No suelo leer best sellers, pero Sant Jordi es una buena ocasión para que se cuelen. No es muy adecuado llamar así a esta novela, pero a veces me sorprende que ya vaya por la segunda edición. Estoy convencida que, a parte de ser un escritor famoso, muchos lectores se sentirán identificados por la época, justo antes de los hippies de los '60.

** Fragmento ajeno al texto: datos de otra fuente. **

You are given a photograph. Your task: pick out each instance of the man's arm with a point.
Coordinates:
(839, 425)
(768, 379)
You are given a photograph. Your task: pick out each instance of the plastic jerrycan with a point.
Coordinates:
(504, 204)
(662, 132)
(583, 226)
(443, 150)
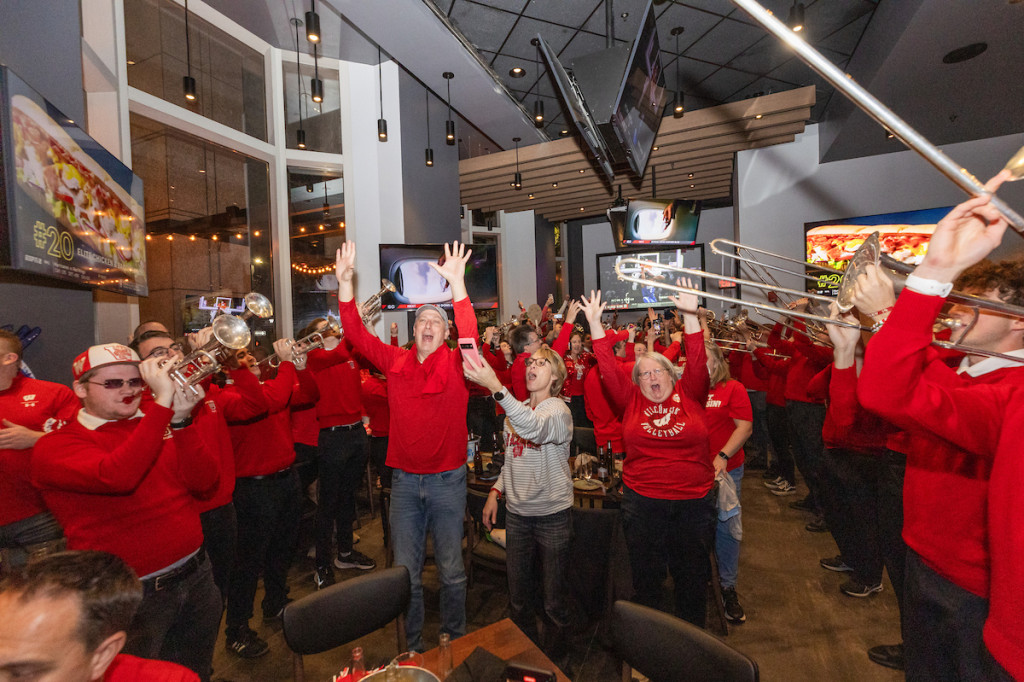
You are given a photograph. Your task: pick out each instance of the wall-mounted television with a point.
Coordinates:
(408, 266)
(69, 209)
(903, 236)
(652, 223)
(621, 295)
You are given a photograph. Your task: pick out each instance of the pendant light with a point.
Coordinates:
(381, 123)
(678, 104)
(312, 24)
(187, 82)
(429, 154)
(450, 124)
(516, 182)
(300, 134)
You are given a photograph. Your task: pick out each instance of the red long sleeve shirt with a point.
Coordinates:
(40, 406)
(127, 486)
(667, 451)
(945, 488)
(428, 399)
(982, 418)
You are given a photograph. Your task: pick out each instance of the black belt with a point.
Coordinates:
(346, 427)
(276, 474)
(174, 576)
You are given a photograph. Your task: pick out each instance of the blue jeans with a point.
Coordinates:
(549, 538)
(435, 503)
(727, 547)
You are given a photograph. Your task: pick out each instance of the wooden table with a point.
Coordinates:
(503, 639)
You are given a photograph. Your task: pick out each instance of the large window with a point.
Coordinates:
(208, 217)
(228, 75)
(316, 229)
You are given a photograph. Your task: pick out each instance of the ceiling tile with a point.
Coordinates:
(484, 27)
(725, 41)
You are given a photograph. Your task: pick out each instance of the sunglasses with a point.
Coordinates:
(114, 384)
(164, 350)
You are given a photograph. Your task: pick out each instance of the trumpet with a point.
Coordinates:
(331, 326)
(370, 307)
(229, 334)
(975, 302)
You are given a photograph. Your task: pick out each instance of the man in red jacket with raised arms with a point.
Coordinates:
(427, 442)
(126, 482)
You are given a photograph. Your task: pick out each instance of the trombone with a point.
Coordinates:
(331, 327)
(849, 279)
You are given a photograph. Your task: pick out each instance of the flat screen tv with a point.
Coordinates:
(641, 96)
(69, 209)
(408, 266)
(652, 223)
(903, 236)
(621, 295)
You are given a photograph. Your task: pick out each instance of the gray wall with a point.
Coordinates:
(41, 42)
(431, 195)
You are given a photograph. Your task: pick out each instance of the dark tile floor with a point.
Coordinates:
(799, 627)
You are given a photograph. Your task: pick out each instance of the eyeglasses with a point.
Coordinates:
(115, 384)
(162, 351)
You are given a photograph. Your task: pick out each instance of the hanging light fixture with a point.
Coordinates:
(187, 82)
(429, 154)
(450, 124)
(797, 16)
(300, 134)
(315, 84)
(312, 24)
(381, 123)
(678, 104)
(516, 182)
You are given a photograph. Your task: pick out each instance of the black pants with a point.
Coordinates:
(673, 533)
(268, 511)
(851, 509)
(781, 441)
(806, 420)
(942, 636)
(342, 461)
(220, 529)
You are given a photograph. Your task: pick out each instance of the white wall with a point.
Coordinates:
(781, 187)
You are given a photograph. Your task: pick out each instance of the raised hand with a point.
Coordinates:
(965, 236)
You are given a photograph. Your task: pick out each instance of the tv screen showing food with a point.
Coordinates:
(832, 244)
(73, 211)
(408, 266)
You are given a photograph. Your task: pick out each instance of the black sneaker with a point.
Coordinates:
(355, 560)
(246, 644)
(890, 655)
(733, 611)
(803, 505)
(854, 588)
(817, 525)
(324, 577)
(836, 563)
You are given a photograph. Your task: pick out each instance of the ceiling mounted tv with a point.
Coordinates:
(615, 98)
(652, 222)
(408, 266)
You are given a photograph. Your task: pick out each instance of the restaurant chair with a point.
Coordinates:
(666, 648)
(346, 611)
(479, 550)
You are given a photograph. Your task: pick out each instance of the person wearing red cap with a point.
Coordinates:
(29, 408)
(427, 440)
(125, 481)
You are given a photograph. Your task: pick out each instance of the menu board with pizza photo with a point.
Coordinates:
(71, 209)
(832, 243)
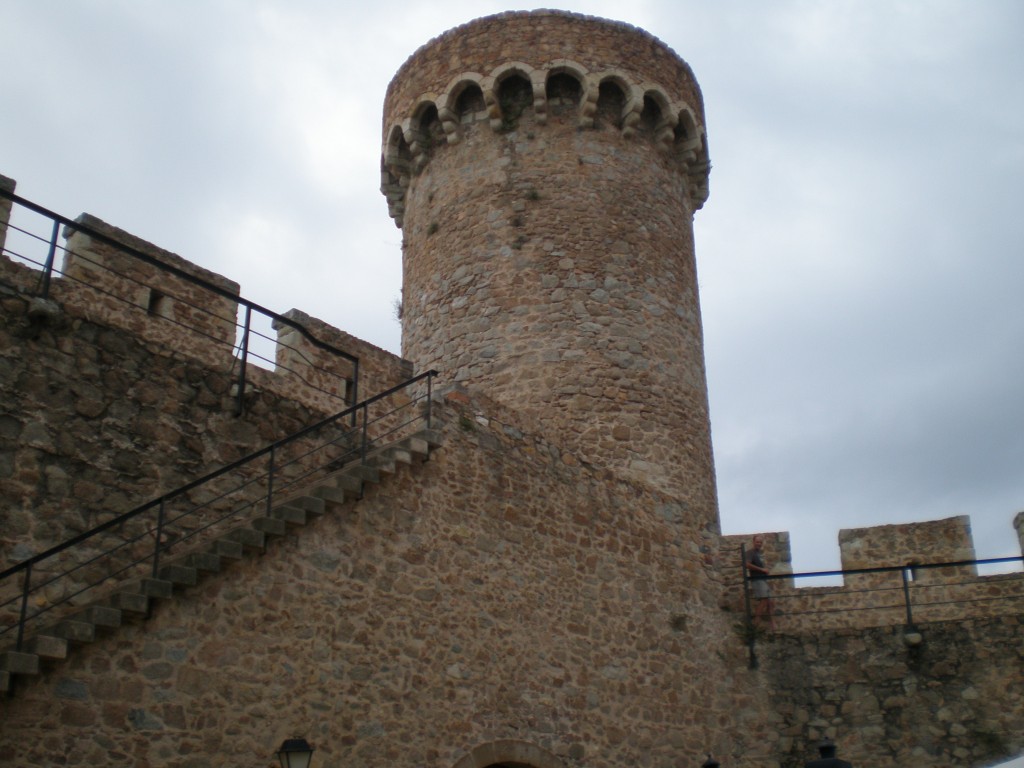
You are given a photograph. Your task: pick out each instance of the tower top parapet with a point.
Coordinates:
(496, 68)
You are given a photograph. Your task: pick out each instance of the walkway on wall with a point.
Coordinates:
(93, 583)
(909, 596)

Pero si algo se puede ahorrar esta novela es la historia. Y no es que sea mala o no, que sea aburrida o simple. También se debe a mi aversión por las descripciones, y todo el preámbulo de adjetivos con los que sólo se luce el traductor. Pero no es que este libro sea exhaustivo (siempre he admirado a los que se han leido El señor de los anillos), aunque si sólo se quedara con sus cuatro escenas de encuentro, sólo con esos detalles que encadenan el siguiente paso, creo que no hubiera echado de menos el resto. La catarsis de los cuatro momentos que viven los protagonistas ya explica el resto de la narración. McEwan consigue concentrar el pasado de sus personajes para que cada movimiento sea una consecuencia implícita. La tensión que congela las emociones es casi cinematográfica. El autor escoge perfectamente los motivos de cada diálogo, en los que las limitaciones de los personajes desencadenan finalmente su historia.
El genio del escritor es que, en ese momento, sus personajes no pueden sino actuar como lo hacen. Y ésta, que es una historia de destino, plantea la pregunta que se hace el protagonista al final de su vida. Y creo que el mismo autor la contesta: no, no hubiera sido posible tomar otro camino.